Raudah masih ingat, ia menggarap kebun itu dengan suaminya, pensiunan carik. Dana pensiun yang seolah tak cukup memenuhi kebutuhan hidup yang serbamahal membuat mereka berkomitmen mengurangi membeli barang dan mencoba mandiri. Raudah dan suaminya juga tak mau bergantung kepada ketiga anak mereka yang sudah bekerja. Lalu digaraplah halaman belakang rumah yang sebelumnya hanya dipakai untuk jemuran.

Kebun itu memang tak seberapa luas, tetapi hasilnya cukup untuk memenuhi kebutuhan sehari-hari. Di situ ditanam umbi-umbian, cabai, tomat, bawang, terung, dan aneka sayur lainnya. Juga ada pohon jambu, mangga, dan pepaya. Namun, beringin yang berdiri di ambang pintu pagar adalah pohon yang paling mereka sayangi. Raksasa itu menaungi kebun, menjadi tempat lindung kadal, serangga, dan burung-burung. Beberapa depa dari pohon itu ada sumur yang tak pernah dihajar oleh asat.

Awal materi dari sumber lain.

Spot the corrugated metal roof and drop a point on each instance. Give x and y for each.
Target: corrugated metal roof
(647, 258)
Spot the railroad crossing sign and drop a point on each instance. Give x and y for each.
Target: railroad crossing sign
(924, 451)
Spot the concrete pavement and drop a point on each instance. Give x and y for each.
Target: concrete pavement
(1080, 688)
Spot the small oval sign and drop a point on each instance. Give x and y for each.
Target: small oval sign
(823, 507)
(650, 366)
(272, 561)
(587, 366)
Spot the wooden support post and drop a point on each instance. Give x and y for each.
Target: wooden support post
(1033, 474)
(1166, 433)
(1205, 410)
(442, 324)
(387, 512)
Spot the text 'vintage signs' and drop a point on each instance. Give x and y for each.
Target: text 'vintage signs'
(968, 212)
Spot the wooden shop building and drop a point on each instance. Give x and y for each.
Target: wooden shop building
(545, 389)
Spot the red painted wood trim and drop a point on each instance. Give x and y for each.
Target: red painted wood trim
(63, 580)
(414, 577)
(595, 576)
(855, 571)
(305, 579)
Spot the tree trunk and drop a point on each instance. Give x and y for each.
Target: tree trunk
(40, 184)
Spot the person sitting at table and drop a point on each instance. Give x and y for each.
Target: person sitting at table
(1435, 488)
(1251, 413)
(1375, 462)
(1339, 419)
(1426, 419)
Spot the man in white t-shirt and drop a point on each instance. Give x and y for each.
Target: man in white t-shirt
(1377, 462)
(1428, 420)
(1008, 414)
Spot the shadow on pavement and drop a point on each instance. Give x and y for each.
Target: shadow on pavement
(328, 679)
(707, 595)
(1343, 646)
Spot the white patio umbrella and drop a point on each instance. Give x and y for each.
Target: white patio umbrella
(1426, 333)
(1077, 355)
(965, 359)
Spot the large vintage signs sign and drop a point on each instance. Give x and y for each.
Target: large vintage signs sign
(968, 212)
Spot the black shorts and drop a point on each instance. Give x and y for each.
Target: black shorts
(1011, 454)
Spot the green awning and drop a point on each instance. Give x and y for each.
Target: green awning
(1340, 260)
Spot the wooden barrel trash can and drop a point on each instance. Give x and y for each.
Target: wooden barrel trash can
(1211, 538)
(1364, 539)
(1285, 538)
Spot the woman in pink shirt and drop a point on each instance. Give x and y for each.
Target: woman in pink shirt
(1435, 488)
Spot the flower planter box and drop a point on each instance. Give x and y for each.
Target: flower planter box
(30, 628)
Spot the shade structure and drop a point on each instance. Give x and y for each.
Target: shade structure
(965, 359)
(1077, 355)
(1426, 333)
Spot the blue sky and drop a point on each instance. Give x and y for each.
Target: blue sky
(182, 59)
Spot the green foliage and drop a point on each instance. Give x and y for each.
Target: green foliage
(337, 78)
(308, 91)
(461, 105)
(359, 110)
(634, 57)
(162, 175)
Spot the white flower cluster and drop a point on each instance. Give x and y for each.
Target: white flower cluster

Jika Raudah telaten merawat surga kecil itu, suaminya bertugas memberi makan ikan-ikan patin, nila, dan mujair yang berkecipak di kolam mungil, pun bebek-bebek yang subur bertelur. Dengan itu semua, mereka tak banyak membeli barang kebutuhan. Mungkin cuma kopi, gula, garam, dan minyak. Selebihnya mereka menikmati karunia dari kebun.

Sepeninggal suaminya, Raudah tetap gigih mengasuh kebun yang kian subur. Segalanya berjalan normal sebelum pada malam itu, riak gelombang mulai menghantam.

Seorang murabi di desa itu, Ustad Dulkarnin—begitu warga memanggilnya—bertamu ke rumah Raudah. Kalau sudah begitu, perempuan itu menduga pasti sedang ada masalah, sebab tak biasa lelaki berjenggot itu menandangi rumahnya.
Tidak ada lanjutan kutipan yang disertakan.